Rapid climate change causes most tree populations to exist in unsuitable environmental conditions, threatening their growth and survival and even leading to population extinction53. Some tree species adapted to the new climatic conditions by migrating to the same environmental gradient or evolving54; however, other tree species would benefit from climate change55. M. azedarach belongs to those species who would benefit from future climate change leading to anticipated range expansion. The wide distribution of M. azedarach harbours abundant phenotypic variation and most of the species phenotypic diversity is mainly distributed in the southwest and south regions and to a lesser extent in other regions56. It is worth noting that if a widely distributed species could not track the changing climate due to long-term local adaptation, they would become more vulnerable57. Therefore, to prevent this uncertainty, we suggest taking proactive in-situ conservation measures for Yunnan, Guizhou, Sichuan, Guangdong, and Guangxi regions, as they are rich in phenotypic diversity which will help in coping with future environmental uncertainty58. Assisted migration initiatives should apply to presently unsuitable habitats that are expected to be suitable in the future.
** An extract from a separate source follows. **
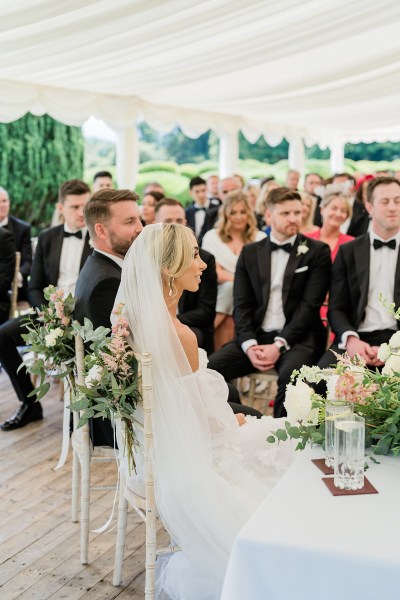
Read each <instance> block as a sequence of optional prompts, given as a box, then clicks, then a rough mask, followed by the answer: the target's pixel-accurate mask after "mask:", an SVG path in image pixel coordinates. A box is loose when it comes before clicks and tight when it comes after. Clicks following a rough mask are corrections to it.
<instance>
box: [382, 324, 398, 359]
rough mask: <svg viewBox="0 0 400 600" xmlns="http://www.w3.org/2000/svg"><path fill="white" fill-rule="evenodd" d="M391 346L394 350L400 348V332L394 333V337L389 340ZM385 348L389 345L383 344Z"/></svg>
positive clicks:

For example, the northern regions of Jiangxi, Hubei, Anhui, Henan, and areas near 40° N are reasonable targets for assisted migration conservation measures59. We recommend for areas that would be negatively affected by future climate as Shandong, taking ex-situ measures through establishing botanical gardens and seed banks in suitable habitats to protect their resources. Therefore, analyzing the ex-situ target areas’ climate ecology could provide reference for breeding programs and seed transfer guidelines/polices. At the same time, we suggest that other biological factors along with climate should also be considered in the species future research, such as species interaction (allelopathy, soil nutrient competition), land-use change (bio-energy farmland expansion), and the influence of human activities60,61, these factors collectively affect the contemporary and future distribution of M. azedarach.

Conclusion

Here, we used three common model accuracy evaluation indicators to compare the suitability of seven data mining techniques for predicting M. azedarach distribution. The RF model, with its strong robustness and stability, provided the highest accuracy in establishing a climate niche model. Based on this model, maps of contemporary and future suitable habitats were developed. The RF prediction results indicated that M. azedarach would benefit from future climate change through range expansion and this has tendency towards north- and west-ward expansion. In order to maximize the species protection and development, we recommend taking a proactive in-situ conservation measures to conserve genetic variation for adaptation to uncertainties and ex-situ conservation to protect genetic resources under risk, and assisted migration to better use the areas with good potential in future climates.